Lasciava l’ufficio dell’Arssa dopo aver timbrato, i carabinieri hanno seguito tutti gli spostamenti
AVEZZANO. Emergono nuovi particolari dall’inchiesta che ha coinvolto un 45enne dipendente della Regione Abruzzo, arrestato dai carabinieri per il reato di truffa ai danni dello Stato. Sembrerebbe che Luca Doschi, originario di Capistrello ma residente da anni ad Avezzano, già dalla fine dello scorso anno si assentasse ingiustificatamente dal lavoro.
A denunciare il suo comportamento è stato il dirigente della sede del dipartimento “Sviluppo rurale, agroambiente e competitività” che fa capo alla Regione Abruzzo. Un ufficio dell’ex Arssa in cui Doschi lavora con mansioni di impiegato.
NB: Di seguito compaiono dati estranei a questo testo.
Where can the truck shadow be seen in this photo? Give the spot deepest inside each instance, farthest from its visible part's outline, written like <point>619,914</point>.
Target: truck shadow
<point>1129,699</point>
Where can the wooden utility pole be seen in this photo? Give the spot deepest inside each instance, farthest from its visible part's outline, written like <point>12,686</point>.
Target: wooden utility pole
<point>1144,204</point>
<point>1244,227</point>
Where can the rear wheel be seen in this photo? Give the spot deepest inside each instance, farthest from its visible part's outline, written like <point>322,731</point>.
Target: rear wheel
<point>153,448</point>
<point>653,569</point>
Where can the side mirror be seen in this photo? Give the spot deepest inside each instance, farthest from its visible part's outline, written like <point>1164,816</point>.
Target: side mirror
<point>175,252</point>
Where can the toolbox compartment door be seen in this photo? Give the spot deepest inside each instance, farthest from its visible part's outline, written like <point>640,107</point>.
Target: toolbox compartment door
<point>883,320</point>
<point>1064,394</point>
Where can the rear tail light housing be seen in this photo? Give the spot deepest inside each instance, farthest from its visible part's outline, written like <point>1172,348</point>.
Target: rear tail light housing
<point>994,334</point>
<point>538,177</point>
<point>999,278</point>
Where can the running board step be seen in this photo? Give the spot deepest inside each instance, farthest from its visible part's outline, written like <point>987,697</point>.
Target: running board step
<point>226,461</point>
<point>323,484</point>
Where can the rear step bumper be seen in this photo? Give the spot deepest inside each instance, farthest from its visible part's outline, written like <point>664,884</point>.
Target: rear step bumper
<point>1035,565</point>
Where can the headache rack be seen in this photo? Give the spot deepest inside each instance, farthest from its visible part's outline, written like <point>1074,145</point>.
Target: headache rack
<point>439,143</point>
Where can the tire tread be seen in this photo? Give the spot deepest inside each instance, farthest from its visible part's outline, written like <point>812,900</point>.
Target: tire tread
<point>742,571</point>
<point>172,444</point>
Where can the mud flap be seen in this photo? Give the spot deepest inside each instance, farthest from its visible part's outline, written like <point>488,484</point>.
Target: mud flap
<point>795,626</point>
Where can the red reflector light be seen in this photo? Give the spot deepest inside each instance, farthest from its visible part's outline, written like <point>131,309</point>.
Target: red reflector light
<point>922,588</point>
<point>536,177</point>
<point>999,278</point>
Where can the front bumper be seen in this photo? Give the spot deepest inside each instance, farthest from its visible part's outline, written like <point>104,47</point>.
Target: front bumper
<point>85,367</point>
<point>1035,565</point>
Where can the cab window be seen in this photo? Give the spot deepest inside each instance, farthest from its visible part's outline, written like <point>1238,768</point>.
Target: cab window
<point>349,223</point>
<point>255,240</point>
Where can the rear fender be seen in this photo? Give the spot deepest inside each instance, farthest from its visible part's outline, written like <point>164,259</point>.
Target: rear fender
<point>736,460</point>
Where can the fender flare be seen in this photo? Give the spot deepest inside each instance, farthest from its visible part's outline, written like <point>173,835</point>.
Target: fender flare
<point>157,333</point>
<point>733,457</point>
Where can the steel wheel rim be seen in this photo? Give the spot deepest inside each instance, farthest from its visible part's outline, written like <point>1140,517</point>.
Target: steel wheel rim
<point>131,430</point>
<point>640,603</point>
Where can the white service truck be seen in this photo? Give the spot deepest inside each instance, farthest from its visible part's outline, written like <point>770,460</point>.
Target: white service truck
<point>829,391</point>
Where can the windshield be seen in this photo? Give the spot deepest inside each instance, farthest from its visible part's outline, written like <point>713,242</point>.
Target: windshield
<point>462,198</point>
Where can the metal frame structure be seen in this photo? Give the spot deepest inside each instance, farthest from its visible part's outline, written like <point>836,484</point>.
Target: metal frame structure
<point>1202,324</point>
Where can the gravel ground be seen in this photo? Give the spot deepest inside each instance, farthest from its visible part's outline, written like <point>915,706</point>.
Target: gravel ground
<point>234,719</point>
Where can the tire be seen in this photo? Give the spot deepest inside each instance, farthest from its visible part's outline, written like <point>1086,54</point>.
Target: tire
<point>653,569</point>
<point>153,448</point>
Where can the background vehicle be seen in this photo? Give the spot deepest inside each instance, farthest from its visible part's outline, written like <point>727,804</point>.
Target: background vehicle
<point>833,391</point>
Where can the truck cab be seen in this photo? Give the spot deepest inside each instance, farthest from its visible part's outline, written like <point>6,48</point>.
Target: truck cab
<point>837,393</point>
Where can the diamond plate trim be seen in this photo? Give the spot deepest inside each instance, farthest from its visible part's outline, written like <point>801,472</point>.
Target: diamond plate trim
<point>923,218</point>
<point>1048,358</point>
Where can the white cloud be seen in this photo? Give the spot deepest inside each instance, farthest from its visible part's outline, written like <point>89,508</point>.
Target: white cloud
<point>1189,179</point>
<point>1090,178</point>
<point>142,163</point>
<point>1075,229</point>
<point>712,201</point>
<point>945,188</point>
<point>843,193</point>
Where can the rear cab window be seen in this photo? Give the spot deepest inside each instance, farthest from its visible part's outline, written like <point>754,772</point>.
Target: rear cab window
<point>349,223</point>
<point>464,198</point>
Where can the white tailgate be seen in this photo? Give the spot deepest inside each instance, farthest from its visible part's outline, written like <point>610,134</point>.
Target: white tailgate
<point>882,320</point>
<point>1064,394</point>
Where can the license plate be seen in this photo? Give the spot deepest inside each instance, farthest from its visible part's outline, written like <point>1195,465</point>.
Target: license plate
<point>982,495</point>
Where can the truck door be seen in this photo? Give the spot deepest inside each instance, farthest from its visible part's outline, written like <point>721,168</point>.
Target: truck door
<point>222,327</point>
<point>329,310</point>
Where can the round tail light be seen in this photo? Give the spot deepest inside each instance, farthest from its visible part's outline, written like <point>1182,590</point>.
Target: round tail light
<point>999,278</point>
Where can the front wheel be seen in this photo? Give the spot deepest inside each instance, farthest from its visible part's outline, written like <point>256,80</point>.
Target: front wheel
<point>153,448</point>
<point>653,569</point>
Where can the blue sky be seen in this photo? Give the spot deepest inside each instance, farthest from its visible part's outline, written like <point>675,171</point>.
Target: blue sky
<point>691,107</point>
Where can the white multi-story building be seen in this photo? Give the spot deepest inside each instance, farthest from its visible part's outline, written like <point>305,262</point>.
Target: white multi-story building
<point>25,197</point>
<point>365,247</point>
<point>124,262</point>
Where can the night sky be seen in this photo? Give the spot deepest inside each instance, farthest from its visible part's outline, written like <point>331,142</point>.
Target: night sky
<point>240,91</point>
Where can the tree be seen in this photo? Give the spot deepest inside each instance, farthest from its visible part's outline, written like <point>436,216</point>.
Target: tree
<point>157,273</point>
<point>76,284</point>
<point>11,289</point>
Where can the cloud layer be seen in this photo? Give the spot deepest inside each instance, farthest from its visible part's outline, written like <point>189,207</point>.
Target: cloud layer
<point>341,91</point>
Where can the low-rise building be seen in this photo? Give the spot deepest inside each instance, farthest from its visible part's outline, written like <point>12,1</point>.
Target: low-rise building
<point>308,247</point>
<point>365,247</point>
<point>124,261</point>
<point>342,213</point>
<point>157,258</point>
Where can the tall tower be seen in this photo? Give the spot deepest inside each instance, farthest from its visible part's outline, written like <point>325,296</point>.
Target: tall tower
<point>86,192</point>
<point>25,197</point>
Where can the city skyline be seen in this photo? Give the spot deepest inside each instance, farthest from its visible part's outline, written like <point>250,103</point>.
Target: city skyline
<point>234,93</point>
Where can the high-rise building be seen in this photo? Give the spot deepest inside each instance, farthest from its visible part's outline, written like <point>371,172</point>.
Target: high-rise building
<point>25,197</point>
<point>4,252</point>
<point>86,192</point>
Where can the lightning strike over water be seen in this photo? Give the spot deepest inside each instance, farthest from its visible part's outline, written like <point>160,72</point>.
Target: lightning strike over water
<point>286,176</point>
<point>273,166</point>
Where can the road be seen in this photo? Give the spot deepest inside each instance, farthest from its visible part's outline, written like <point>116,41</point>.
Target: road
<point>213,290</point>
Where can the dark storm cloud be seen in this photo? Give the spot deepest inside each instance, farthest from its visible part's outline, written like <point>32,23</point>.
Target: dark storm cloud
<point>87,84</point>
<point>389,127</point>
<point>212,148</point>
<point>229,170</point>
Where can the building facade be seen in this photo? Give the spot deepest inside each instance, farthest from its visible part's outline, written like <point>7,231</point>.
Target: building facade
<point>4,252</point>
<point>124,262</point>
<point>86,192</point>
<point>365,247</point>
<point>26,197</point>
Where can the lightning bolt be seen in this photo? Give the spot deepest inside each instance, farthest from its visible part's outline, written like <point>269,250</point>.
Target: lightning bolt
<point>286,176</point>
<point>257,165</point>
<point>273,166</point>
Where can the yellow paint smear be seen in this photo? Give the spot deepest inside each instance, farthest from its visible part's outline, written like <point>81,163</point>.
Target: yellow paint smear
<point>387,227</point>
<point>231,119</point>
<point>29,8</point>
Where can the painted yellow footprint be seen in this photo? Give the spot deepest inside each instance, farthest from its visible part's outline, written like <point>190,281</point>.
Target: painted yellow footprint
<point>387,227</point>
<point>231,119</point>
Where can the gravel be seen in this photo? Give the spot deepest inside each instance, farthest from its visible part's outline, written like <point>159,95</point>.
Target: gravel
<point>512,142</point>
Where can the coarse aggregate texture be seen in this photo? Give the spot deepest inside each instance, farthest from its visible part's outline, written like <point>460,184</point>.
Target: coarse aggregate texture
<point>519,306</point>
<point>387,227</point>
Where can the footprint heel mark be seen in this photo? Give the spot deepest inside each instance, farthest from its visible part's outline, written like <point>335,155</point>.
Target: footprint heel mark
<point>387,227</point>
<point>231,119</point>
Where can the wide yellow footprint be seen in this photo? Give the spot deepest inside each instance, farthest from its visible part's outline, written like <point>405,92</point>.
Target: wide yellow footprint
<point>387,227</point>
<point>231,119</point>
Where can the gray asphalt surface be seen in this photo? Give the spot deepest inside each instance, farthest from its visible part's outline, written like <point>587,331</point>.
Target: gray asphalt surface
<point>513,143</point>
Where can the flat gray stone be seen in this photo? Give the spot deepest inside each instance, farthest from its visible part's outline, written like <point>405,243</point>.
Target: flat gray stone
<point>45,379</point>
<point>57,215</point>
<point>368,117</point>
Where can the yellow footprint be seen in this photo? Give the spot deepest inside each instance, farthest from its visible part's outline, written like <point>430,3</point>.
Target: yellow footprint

È stato il suo capo, con il quale da tempo sembra ci fossero dei dissapori legati anche al suo atteggiamento nei confronti di alcuni colleghi, a presentare una denuncia ai carabinieri della compagnia di Avezzano, al comando del capitano Enrico Valeri. Da qui sono scattate le indagini degli uomini del nucleo operativo, coordinate dal tenente Marco Mascolo.
I militari si sono appostati e hanno pedinato Doschi in diverse occasioni. Nei filmati realizzati durante le indagini, scattate a febbraio, si vede l’impiegato timbrare il cartellino al mattino, alle 7.30 e poi assentarsi dal posto di lavoro. Doschi tornava a casa, prendeva i figli e li accompagnava a scuola. Dopo la prima denuncia la Regione lo ha sospeso dal lavoro e la Procura ha emesso una misura interdittiva che gli avrebbe dovuto impedire di andare in ufficio. E invece Doschi ha comunque continuato a presentarsi al lavoro e ad avere lo stesso atteggiamento.
Per questo è stato poi presentato un secondo esposto, che ha fatto scattare la misura cautelare e su disposizione del gip del tribunale di Avezzano, Francesca Proietti, il 45enne alla fine è stato arrestato. (m.t.)